Pierre Gaulon

Pierre Gaulon Github pages

View on GitHub

Introduction

I had the occasion to be exposed to Chinese cryptography standards published by the Chinese Commercial Cryptography Administration Office: SM2, SM3, and SM4. SM stands for ShangMi.

This article aims to guide any further usage of such cryptography standards. It is a bit long to cover everything: jump directly to the part you are interested in.

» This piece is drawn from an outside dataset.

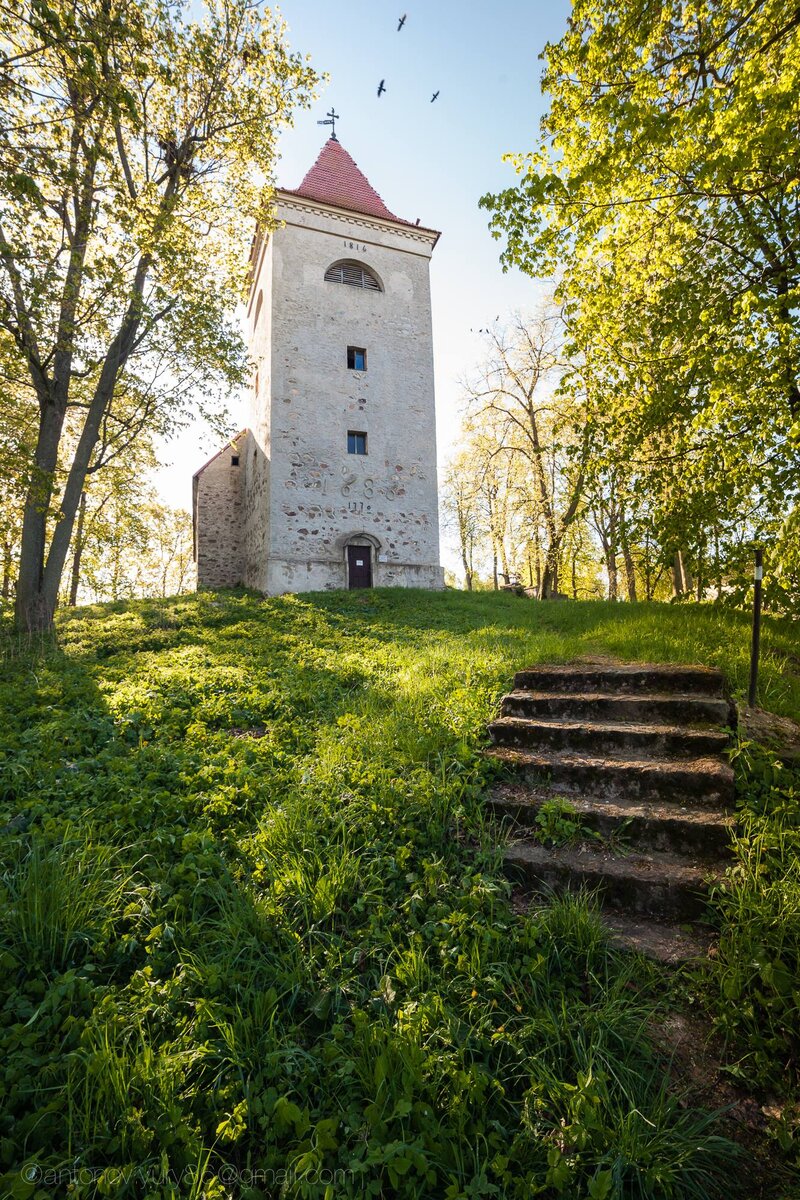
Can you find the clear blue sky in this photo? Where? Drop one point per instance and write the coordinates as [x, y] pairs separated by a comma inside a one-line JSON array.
[[427, 161]]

Elliptic Curve Cryptography (ECC)

ECC is one of the approaches to public-key cryptography.

Public-key cryptography

Public-key cryptography relies on the generation of 2 keys:

From a public key, it is not possible (i.e. it takes more than centuries to compute) to know its private key. It is possible to prove the possession of a private key without disclosing it. This proof can be verified by using its corresponding public key. This proof is called a digital signature.

High level functions

ECC can perform signature and verification of messages (authenticity). ECC can also perform encryption and decryption (confidentiality), however, not directly. For encryption/decryption it needs the help of a shared secret, namely a key.

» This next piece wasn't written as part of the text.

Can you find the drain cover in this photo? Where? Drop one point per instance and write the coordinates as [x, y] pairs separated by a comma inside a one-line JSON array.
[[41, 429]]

ECC delivers the same protection as RSA (Rivest-Shamir-Adleman) with a smaller key size. Smaller keys means less operations and less storage. For instance an ECC 256bits key should provide the same level of security as an RSA key of 3072bits.

Theory summary

Following the very well explained guides from Hans Knutson on Hacker Noon and CryptoBook from Svetlin Nakov, this section aims to provide a sense of different parameters which will be found in SM2 libraries, and what they correspond to.

Key generation

As a comparison, RSA is based on prime number factorization and its private key is composed of 2 long prime numbers (called p and q). The modulus m is the product pq=m which constitutes the public key. The size of m in bits is the key size of RSA. From the knowledge of m, it is hard to decompose it back into the 2 prime numbers p and q.

ECC is based on the discrete logarithm of elliptic curve elements. An elliptic curve consists of all the points of coordinates (x,y) verifying y² = x³+ax+b. For instance Bitcoin uses the curve called secp256k1 which verifies y² = x³+7. It is possible to add 2 points of that curve together:

EC addition
From https://iis-projects.ee.ethz.ch/images/d/de/Elliptic_curve_addition.png

Or to add a point to itself:

EC addition
From http://www.herongyang.com/EC-Cryptography/Elliptic-Curve-with-Same-Point-Addition.png

Moreover to make sure that points stay within reasonable coordinates, the curve y² = x³+ax+b is wrapped around itself using a modulus p: y² mod p = (x³ + ax + b) mod p

Curve modulo
From https://hackernoon.com/what-is-the-math-behind-elliptic-curve-cryptography-f61b25253da3

The ECC private key is given by choosing a base point P (also called Generator point G) on the wrapped curve, and adding itself x times (which defines the operation as x•P = P + ... + P, x times), with x a random 256bits integer. The resulting point from x•P will be called X, and is fast to compute thanks to exponentiation by squaring. The coordinates of the base point P are known for a type of curve and the coordinates of X are the public key. The private key is x which by definition has a size of 256bits. From the end point X it is hard to find the number of iterations x.

Digital Signature

The signature algorithm for ECC is called Elliptic Curve Digital Signature Algorithm, or ECDSA. Without going into the details, signing a message m is done by first hashing it. A random integer k is chosen and used to multiply the base point P. The result of that signature consists in 2 elements: r and s.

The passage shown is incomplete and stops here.